Remediation: Ansible Playbook Hangs, SSH Agent Forwarding Broken, Root Cause Is Firewall Rule¶
Immediate Fix (Networking — Domain C)¶
The fix requires updating the security group to allow SSH to the tools subnet, and fixing the sudoers configuration.
Step 1: Update the security group¶
$ aws ec2 authorize-security-group-egress \
--group-id sg-0abc123 \
--protocol tcp \
--port 22 \
--cidr 10.0.5.0/24 \
--description "Allow SSH to tools subnet (GitLab)"
Step 2: Verify connectivity¶
$ ssh deploy@app-server-03 "nc -zv gitlab.internal 22 -w 5"
Connection to gitlab.internal (10.0.5.100) 22 port [tcp/ssh] succeeded!
Step 3: Fix the sudoers configuration¶
# On app-server-03
$ sudo tee /etc/sudoers.d/ansible <<'EOF'
Defaults env_keep += "SSH_AUTH_SOCK"
EOF
$ sudo chmod 440 /etc/sudoers.d/ansible
Or via Ansible itself:
$ ansible app-server-03 -m copy -a "content='Defaults env_keep += \"SSH_AUTH_SOCK\"\n' dest=/etc/sudoers.d/ansible mode=0440" --become
Step 4: Re-run the playbook¶
$ ansible-playbook devops/ansible/playbooks/rolling-update.yml --limit app-server-03
PLAY RECAP ****
app-server-03 : ok=12 changed=5 unreachable=0 failed=0
Step 5: Update the provisioning template¶
# In the Terraform/CloudFormation template for new servers,
# ensure the security group includes the tools subnet egress rule
# and the user-data script includes the sudoers SSH_AUTH_SOCK preservation
Verification¶
Domain A (DevOps Tooling) — Playbook completes¶
$ ansible-playbook devops/ansible/playbooks/rolling-update.yml --check
PLAY RECAP ****
app-server-01 : ok=12 changed=0 unreachable=0 failed=0
app-server-02 : ok=12 changed=0 unreachable=0 failed=0
app-server-03 : ok=12 changed=0 unreachable=0 failed=0
Domain B (Linux Ops) — SSH agent forwarding works with sudo¶
$ ssh -A deploy@app-server-03 "sudo -u deploy ssh-add -l"
4096 SHA256:abc123... /home/ansible/.ssh/id_ed25519 (ED25519)

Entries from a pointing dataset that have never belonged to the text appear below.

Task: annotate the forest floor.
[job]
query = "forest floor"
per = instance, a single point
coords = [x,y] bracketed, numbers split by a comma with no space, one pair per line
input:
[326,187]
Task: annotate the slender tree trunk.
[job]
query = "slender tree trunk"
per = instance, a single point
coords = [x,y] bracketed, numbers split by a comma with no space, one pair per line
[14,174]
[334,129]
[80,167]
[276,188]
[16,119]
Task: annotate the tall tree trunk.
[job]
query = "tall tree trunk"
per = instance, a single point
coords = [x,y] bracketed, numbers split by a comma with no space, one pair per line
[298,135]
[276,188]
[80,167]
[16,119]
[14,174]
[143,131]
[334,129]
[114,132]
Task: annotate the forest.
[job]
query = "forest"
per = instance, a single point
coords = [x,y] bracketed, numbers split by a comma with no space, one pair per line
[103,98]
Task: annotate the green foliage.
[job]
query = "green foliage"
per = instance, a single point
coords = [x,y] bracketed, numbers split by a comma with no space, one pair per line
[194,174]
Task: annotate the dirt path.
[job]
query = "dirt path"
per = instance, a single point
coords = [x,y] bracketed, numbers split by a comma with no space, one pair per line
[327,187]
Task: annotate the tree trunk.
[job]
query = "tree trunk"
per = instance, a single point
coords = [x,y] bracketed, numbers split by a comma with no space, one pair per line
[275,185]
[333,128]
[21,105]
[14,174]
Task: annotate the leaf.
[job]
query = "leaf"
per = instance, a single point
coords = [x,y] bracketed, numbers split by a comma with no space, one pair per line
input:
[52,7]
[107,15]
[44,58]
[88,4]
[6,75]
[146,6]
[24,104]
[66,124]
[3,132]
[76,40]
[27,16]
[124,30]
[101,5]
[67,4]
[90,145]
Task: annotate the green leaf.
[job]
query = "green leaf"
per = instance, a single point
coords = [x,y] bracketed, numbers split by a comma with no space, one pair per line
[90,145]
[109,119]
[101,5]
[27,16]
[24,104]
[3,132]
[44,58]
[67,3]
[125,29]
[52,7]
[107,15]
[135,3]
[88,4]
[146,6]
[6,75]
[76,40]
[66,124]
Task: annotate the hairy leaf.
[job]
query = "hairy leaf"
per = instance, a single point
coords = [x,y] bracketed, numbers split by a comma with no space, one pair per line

Domain C (Networking) — Firewall allows SSH to tools subnet¶
$ aws ec2 describe-security-groups --group-ids sg-0abc123 \
--query 'SecurityGroups[].IpPermissions[?ToPort==`22`]' --output table
| FromPort | ToPort | IpProtocol | CidrIp |
| 22 | 22 | tcp | 10.0.1.0/24 |
| 22 | 22 | tcp | 10.0.5.0/24 |
Prevention¶
- Monitoring: Add connectivity checks as part of the Ansible playbook pre-flight. Test SSH to all required internal services before starting the main tasks.
- name: Pre-flight — verify connectivity to GitLab
wait_for:
host: gitlab.internal
port: 22
timeout: 10
delegate_to: "{{ inventory_hostname }}"
-
Runbook: New server provisioning must include security group verification against a known-good template. Document all required egress rules (SSH to GitLab, HTTP to package repos, HTTPS to monitoring).
-
Architecture: Use a deploy key stored on each server (via Vault or Secrets Manager) instead of SSH agent forwarding. This eliminates the agent forwarding dependency and the sudoers issue. Alternatively, use HTTPS with a token for Git operations.